4. Related Party Transactions:
In June 2002, the Partnership and CNL Income Fund XVI, Ltd. through a
joint venture arrangement, CNL Arlington Joint Venture, acquired a
property, in Arlington, Texas, from CNL Funding 2001-A, LP, for a
purchase price of approximately $1,003,600 (see Note 3). In addition,
in June 2002, CNL Restaurant Investments II acquired a property in
Dallas, Texas from CNL Funding 2001-A, LP for a purchase price of
approximately $1,147,400 (see Note 3). CNL Funding 2001-A, LP is an
affiliate of the general partners. CNL Funding 2001-A, LP had purchased
and temporarily held title to the properties in order to facilitate the
acquisition of the properties by the joint ventures. The purchase price
paid by the joint ventures represented the costs incurred by CNL
Funding 2001-A, LP to acquire and carry the properties, including
closing costs.
ITEM 2. MANAGEMENT'S DISCUSSION AND ANALYSIS OF FINANCIAL CONDITION AND RESULTS
OF OPERATIONS
CNL Income Fund VII, Ltd. (the "Partnership") is a Florida limited
partnership that was organized on August 18, 1989, to acquire for cash, either
directly or through joint venture and tenancy in common arrangements, both newly
constructed and existing restaurants, as well as land upon which restaurants
were to be constructed (the "Properties"), which are leased primarily to
operators of national and regional fast-food and family-style restaurant chains.

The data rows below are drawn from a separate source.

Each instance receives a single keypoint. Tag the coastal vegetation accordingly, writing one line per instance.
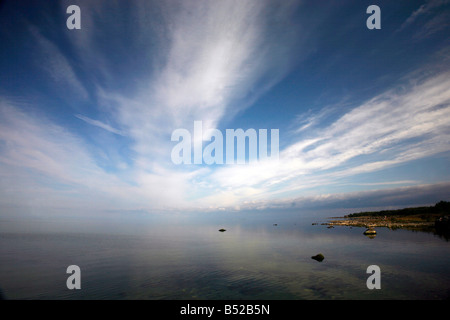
(431, 219)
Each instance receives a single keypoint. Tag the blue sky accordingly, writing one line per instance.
(87, 115)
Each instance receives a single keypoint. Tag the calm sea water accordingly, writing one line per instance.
(188, 258)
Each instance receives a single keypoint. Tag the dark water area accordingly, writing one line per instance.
(186, 257)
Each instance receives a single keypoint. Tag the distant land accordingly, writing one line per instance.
(432, 219)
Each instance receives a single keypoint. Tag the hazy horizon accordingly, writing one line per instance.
(86, 115)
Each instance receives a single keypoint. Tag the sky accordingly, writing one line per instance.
(87, 115)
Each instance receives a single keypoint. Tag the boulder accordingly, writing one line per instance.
(370, 231)
(318, 257)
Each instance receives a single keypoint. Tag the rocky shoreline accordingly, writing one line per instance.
(411, 223)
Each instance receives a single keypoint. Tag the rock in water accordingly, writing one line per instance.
(370, 231)
(319, 257)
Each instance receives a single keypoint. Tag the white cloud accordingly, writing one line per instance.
(99, 124)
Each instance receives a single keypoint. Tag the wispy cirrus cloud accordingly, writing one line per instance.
(403, 124)
(99, 124)
(435, 23)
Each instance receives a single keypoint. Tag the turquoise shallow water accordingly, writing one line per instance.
(188, 258)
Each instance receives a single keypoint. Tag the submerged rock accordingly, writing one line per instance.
(370, 231)
(318, 257)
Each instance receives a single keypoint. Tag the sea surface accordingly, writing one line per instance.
(258, 257)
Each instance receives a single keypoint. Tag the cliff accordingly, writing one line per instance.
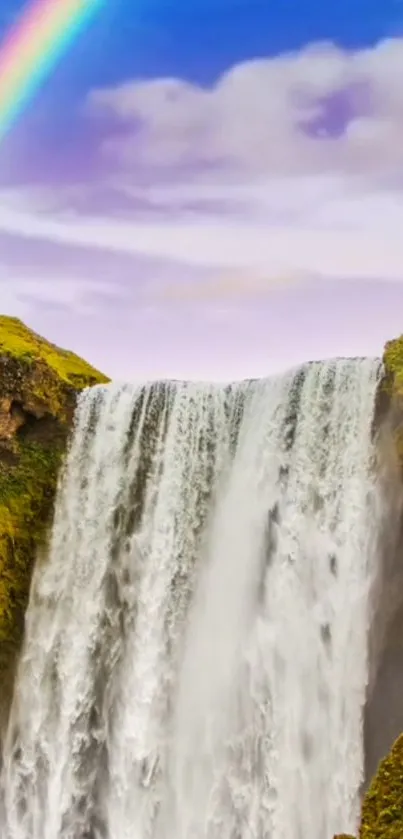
(39, 384)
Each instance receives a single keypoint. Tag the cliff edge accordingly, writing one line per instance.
(39, 383)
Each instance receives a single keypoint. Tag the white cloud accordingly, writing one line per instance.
(344, 240)
(250, 121)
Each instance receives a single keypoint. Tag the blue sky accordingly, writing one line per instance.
(196, 172)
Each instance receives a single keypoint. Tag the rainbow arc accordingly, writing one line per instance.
(32, 49)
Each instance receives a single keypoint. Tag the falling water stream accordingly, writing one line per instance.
(195, 659)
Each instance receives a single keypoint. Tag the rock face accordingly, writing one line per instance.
(39, 384)
(382, 810)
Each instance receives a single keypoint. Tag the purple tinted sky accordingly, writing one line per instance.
(211, 220)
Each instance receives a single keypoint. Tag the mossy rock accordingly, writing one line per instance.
(39, 384)
(382, 811)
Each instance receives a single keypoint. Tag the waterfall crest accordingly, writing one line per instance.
(195, 659)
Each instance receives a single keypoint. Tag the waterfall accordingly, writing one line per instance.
(195, 659)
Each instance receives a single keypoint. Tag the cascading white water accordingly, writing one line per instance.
(195, 660)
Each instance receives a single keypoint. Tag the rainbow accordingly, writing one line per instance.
(32, 49)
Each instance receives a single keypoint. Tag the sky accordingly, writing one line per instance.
(211, 189)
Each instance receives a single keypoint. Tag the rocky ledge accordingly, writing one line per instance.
(39, 384)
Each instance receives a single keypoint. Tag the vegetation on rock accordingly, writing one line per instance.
(39, 384)
(382, 811)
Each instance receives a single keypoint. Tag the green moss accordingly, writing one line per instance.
(43, 382)
(26, 494)
(393, 363)
(382, 811)
(19, 341)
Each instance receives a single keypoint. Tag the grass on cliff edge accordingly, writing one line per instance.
(20, 342)
(382, 811)
(29, 472)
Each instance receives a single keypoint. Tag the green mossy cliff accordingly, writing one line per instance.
(382, 809)
(39, 384)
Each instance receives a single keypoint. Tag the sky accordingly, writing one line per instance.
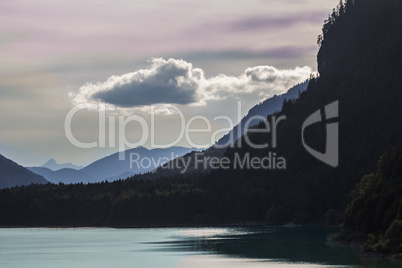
(121, 61)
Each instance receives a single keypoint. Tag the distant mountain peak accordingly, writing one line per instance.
(54, 165)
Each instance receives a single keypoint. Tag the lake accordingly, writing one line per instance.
(251, 246)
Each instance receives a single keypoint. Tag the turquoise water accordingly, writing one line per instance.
(176, 247)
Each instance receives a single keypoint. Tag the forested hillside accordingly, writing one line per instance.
(359, 64)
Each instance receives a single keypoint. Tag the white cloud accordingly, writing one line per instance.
(176, 81)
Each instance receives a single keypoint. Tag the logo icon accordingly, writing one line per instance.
(331, 155)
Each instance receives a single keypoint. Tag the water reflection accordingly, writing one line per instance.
(261, 244)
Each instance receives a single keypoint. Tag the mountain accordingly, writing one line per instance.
(64, 175)
(360, 73)
(53, 165)
(136, 161)
(110, 168)
(12, 174)
(374, 212)
(359, 61)
(253, 117)
(188, 164)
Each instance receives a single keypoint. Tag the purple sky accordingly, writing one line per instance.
(50, 49)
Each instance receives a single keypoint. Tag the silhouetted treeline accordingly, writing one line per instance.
(374, 214)
(359, 64)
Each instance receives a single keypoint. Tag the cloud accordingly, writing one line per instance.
(176, 81)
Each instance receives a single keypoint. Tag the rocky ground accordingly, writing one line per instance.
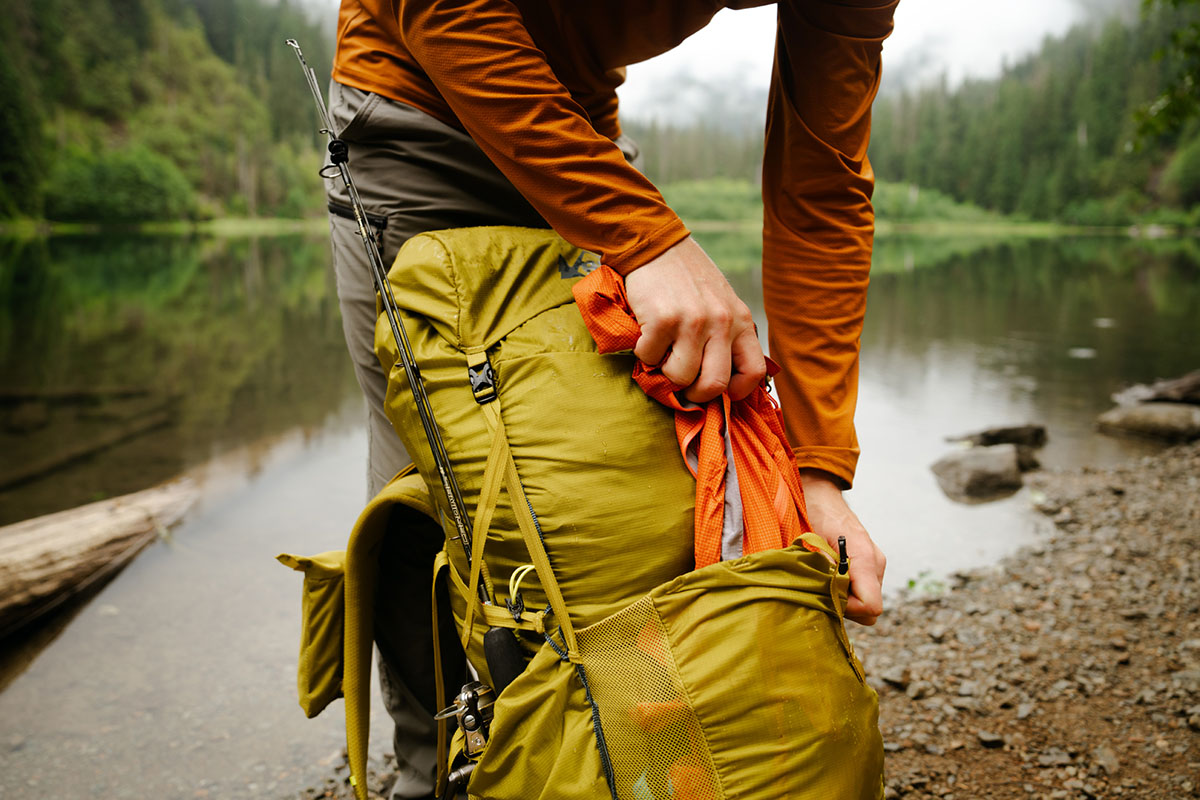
(1069, 671)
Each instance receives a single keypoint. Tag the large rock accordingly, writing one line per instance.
(1176, 390)
(1030, 435)
(1171, 421)
(979, 473)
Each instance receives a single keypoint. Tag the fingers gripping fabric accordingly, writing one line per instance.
(767, 479)
(732, 680)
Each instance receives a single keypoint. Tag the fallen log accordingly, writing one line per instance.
(70, 394)
(46, 560)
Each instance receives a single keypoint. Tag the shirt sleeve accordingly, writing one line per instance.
(819, 223)
(499, 85)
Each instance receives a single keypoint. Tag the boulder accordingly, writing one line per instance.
(1029, 435)
(1176, 390)
(979, 473)
(1170, 421)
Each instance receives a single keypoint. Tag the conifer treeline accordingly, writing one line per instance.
(1056, 136)
(141, 109)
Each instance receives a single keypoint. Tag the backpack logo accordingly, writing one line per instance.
(583, 264)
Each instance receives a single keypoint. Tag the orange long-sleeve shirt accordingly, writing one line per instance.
(533, 82)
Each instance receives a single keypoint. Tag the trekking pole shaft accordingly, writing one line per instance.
(337, 152)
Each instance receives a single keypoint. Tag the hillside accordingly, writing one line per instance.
(1056, 136)
(143, 109)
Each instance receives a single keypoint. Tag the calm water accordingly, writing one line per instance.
(178, 680)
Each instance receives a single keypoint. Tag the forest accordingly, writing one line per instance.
(157, 109)
(1069, 133)
(129, 110)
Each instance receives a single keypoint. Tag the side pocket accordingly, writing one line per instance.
(323, 625)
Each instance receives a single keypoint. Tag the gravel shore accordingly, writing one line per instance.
(1071, 669)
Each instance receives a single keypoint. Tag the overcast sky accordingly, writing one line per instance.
(960, 37)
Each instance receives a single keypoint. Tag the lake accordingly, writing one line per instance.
(178, 679)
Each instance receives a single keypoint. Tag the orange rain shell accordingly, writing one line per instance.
(763, 475)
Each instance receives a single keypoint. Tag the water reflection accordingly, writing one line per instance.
(225, 341)
(181, 672)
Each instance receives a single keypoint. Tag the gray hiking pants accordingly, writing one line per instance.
(414, 174)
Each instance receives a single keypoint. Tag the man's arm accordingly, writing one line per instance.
(817, 233)
(497, 82)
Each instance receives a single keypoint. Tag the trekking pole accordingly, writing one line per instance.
(502, 650)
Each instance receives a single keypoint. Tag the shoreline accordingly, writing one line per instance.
(1067, 671)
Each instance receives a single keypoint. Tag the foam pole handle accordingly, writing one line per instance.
(505, 659)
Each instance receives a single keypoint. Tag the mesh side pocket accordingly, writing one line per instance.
(653, 737)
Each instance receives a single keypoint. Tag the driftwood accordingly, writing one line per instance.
(49, 559)
(77, 394)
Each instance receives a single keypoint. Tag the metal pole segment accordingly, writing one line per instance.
(379, 275)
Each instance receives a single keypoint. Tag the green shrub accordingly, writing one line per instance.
(1181, 179)
(714, 199)
(130, 185)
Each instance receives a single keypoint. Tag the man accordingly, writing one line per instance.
(504, 112)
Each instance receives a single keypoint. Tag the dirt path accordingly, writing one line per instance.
(1068, 671)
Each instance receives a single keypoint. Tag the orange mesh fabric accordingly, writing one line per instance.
(772, 498)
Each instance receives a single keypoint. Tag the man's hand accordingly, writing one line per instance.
(691, 317)
(831, 518)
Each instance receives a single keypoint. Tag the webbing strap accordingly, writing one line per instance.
(529, 529)
(487, 499)
(439, 689)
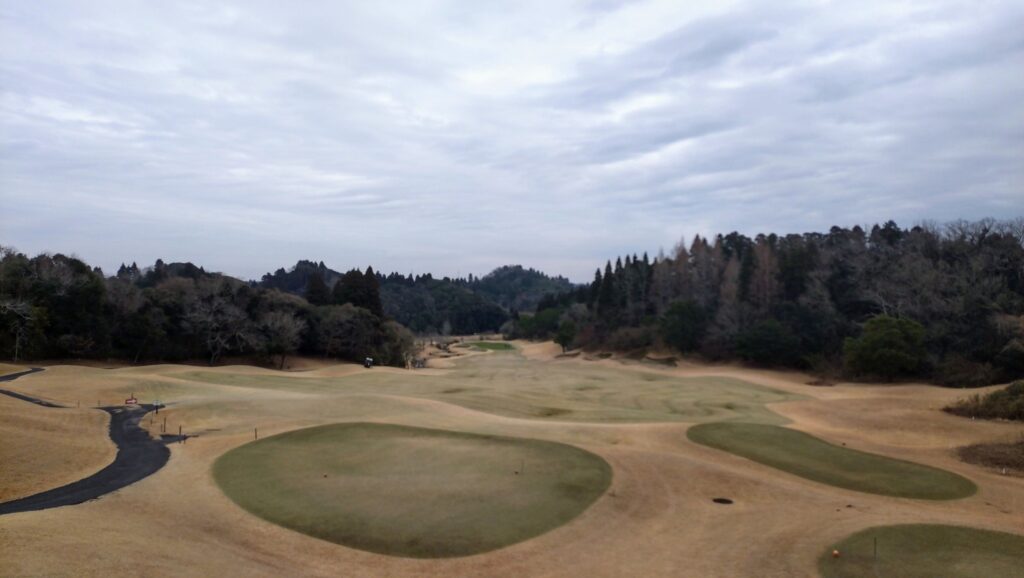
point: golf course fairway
(809, 457)
(412, 492)
(925, 550)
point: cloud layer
(456, 136)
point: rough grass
(412, 492)
(809, 457)
(1001, 404)
(926, 550)
(494, 345)
(514, 386)
(1009, 456)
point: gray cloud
(456, 136)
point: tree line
(55, 306)
(422, 302)
(944, 302)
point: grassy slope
(493, 345)
(513, 386)
(410, 491)
(815, 459)
(926, 550)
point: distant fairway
(815, 459)
(494, 345)
(926, 550)
(410, 491)
(513, 386)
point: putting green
(815, 459)
(412, 492)
(926, 550)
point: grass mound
(809, 457)
(925, 550)
(1001, 404)
(412, 492)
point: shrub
(888, 347)
(769, 343)
(629, 338)
(1001, 404)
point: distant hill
(427, 304)
(516, 288)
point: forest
(940, 302)
(55, 306)
(430, 305)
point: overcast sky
(457, 136)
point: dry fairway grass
(656, 519)
(43, 448)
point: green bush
(1001, 404)
(888, 347)
(683, 326)
(769, 343)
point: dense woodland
(54, 306)
(943, 302)
(429, 305)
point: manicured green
(815, 459)
(923, 550)
(412, 492)
(494, 345)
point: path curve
(138, 456)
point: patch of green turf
(494, 345)
(926, 550)
(815, 459)
(412, 492)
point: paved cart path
(138, 456)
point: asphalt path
(138, 456)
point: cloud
(455, 136)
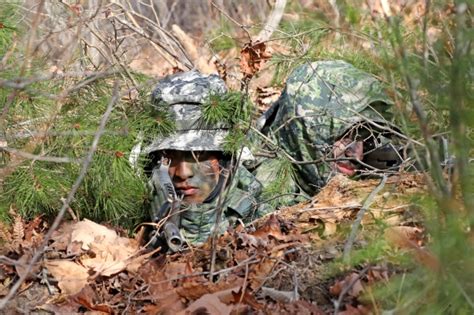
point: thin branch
(360, 215)
(35, 157)
(85, 167)
(273, 21)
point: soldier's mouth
(188, 191)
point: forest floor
(289, 262)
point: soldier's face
(194, 174)
(346, 149)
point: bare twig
(35, 157)
(85, 167)
(273, 21)
(360, 215)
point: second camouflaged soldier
(331, 118)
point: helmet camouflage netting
(182, 95)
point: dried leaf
(31, 227)
(161, 289)
(196, 289)
(85, 298)
(71, 277)
(22, 264)
(18, 229)
(351, 282)
(89, 232)
(359, 310)
(5, 234)
(208, 304)
(271, 227)
(252, 57)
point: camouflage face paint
(194, 174)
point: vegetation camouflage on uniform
(182, 95)
(320, 102)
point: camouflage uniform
(182, 95)
(320, 103)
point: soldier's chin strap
(221, 181)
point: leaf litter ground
(283, 263)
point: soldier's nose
(183, 170)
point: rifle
(170, 231)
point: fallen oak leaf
(71, 277)
(246, 298)
(89, 232)
(252, 57)
(207, 304)
(85, 298)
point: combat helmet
(323, 101)
(182, 96)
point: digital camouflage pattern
(182, 95)
(322, 101)
(240, 202)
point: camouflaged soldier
(189, 167)
(337, 115)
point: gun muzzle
(173, 237)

The leases generally are triple-net leases, with the lessees responsible for all
repairs and maintenance, property taxes, insurance and utilities. As of June 30,
2001, the Partnership owned 21 Properties directly and owned 16 Properties
indirectly through joint venture or tenancy in common arrangements. As of June
30, 2002, the Partnership owned 19 Properties directly and owned 16 Properties
indirectly through joint venture or tenancy in common arrangements.
Capital Resources
The Partnership generated cash from operating activities (which
includes cash received from tenants, distributions from joint ventures, and
interest and other income received, less cash paid for expenses) of $1,312,001
and $1,320,260 for the six months ended June 30, 2002 and 2001, respectively.
The decrease in cash from operating activities for the six months ended June 30,
2002, as compared to the six months ended June 30, 2001, was primarily a result
of changes in the Partnership's working capital.
Other sources and uses of capital included the following during the six
months ended June 30, 2002.
In August 2001, the Partnership entered into a joint venture
arrangement, CNL VII & XV Columbus Joint Venture, with CNL Income Fund XV, Ltd.,
a Florida limited partnership and an affiliate of the general partners, to
construct and hold one restaurant Property. During the six months ended June 30,
2002, the Partnership contributed approximately $76,700 to the joint venture to
pay for construction costs. Construction of the restaurant was completed in
February 2002 and, as of June 30, 2002 the Partnership owned a 68.75% interest
in the profits and losses of the joint venture.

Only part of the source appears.